[1120] Carter, u. s.

[1121] T. Proudfoot, M.D., Ed. Med. and Surg. Journ. July, 1822.

[1122] C. Stuart, u. s.

[1123] Dr Stokes, of Chesterfield, Med. and Phys. Journ. v. 17.

[1124] Benjamin Moseley, M.D., A Review of the Report of the Royal College of Physicians on Vaccination. 1808, p. 11. Jenner writing to James Moore, 18 Nov. 1812 (in Baron, II. 383), enumerates his various grievances against Pearson, “and finally, finding all tricking useless, his insinuations that vaccination is good for nothing.”

[1125] The equality of the two methods in this respect comes out incidentally in two reports of the Whitehaven Dispensary. In the report for 1796, when smallpox matter was in use, it is said that “173 were inoculated, all of whom, soliciting little medical assistance, recovered.” In 1801, when cowpox matter had been substituted in every case, the same phrase is used: “We seldom find any medical assistance required in this disease.”

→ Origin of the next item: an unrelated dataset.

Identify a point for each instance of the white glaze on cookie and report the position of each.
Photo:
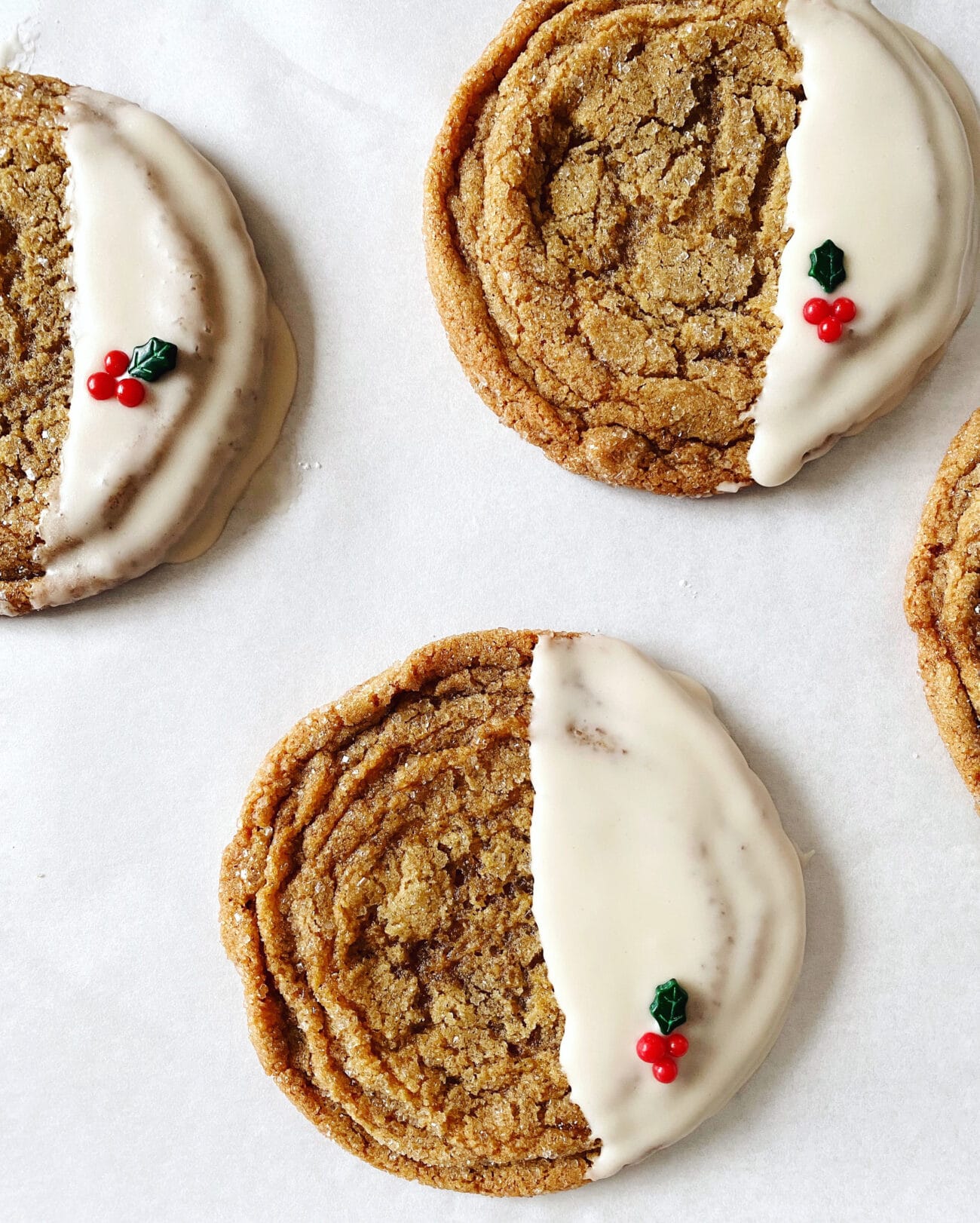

[1126] The Beneficial Effects of Inoculation. Oxford University Prize Poem. Oxford, 1807. It seems probable that this was the “Oxford copy of verses on the two Suttons” that Coleridge (Biographia Literaria (1817), Pickering’s ed. II. 89) professed to quote from in the following passage; at least it would be remarkable if there had been printed another Oxford poem on the same subject and in the same manner: “As little difficulty do we find in excluding from the honours of unaffected warmth and elevation the madness prepense of pseudopoesy, or the startling hysteric of weakness over-exerting itself, which bursts on the unprepared reader in sundry odes and apostrophes to abstract terms. Such are the Odes to Jealousy, to Hope, to Oblivion, and the like, in Dodsley’s collection and the magazines of the day, which seldom fail to remind me of an Oxford copy of verses on the two Suttons, commencing with

‘Inoculation, heavenly maid! descend!’”

It appears that Coleridge himself contemplated a poem on Cowpox Inoculation, which was to have exemplified what poetry should be, just as the 18th century Oxford poem on Smallpox Inoculation exemplified what poetry should not be. It was clearly more than the difference ’twixt tweedle-dum and tweedle-dee. Writing to Dr Jenner on 27 Sept. 1811, from 7, Portland-place, Hammersmith, he said: “Dear Sir, I take the liberty of intruding on your time, first, to ask you where and in what publication I shall find the best and fullest history of the vaccine matter as the preventive of the smallpox. I mean the year in which the thought first suggested itself to you (and surely no honest heart would suspect me of the baseness of flattery if I had said, inspired into you by the All-preserver, as a counterpoise to the crushing weight of this unexampled war), and the progress of its realization to the present day. My motives are twofold: first and principally, the time is now come when the ‘Courier’ ... is open and prepared for a series of essays on this subject; and the only painful thought that will mingle with the pleasure with which I shall write them is, that it should be at this day, and in this the native country of the discoverer and the discovery, be even expedient to write at all on the subject. My second motive is more selfish. I have planned a poem on this theme, which after long deliberation, I have convinced myself is capable in the highest degree of being poetically treated, according to our divine bard’s [Milton’s] own definition of poetry, as ‘simple, sensuous, (i.e. appealing to the senses by imagery, sweetness of sound, &c.) and impassioned, &c.’” The Life of Edward Jenner, M.D. By John Baron, M.D. 2 vols. II. 175.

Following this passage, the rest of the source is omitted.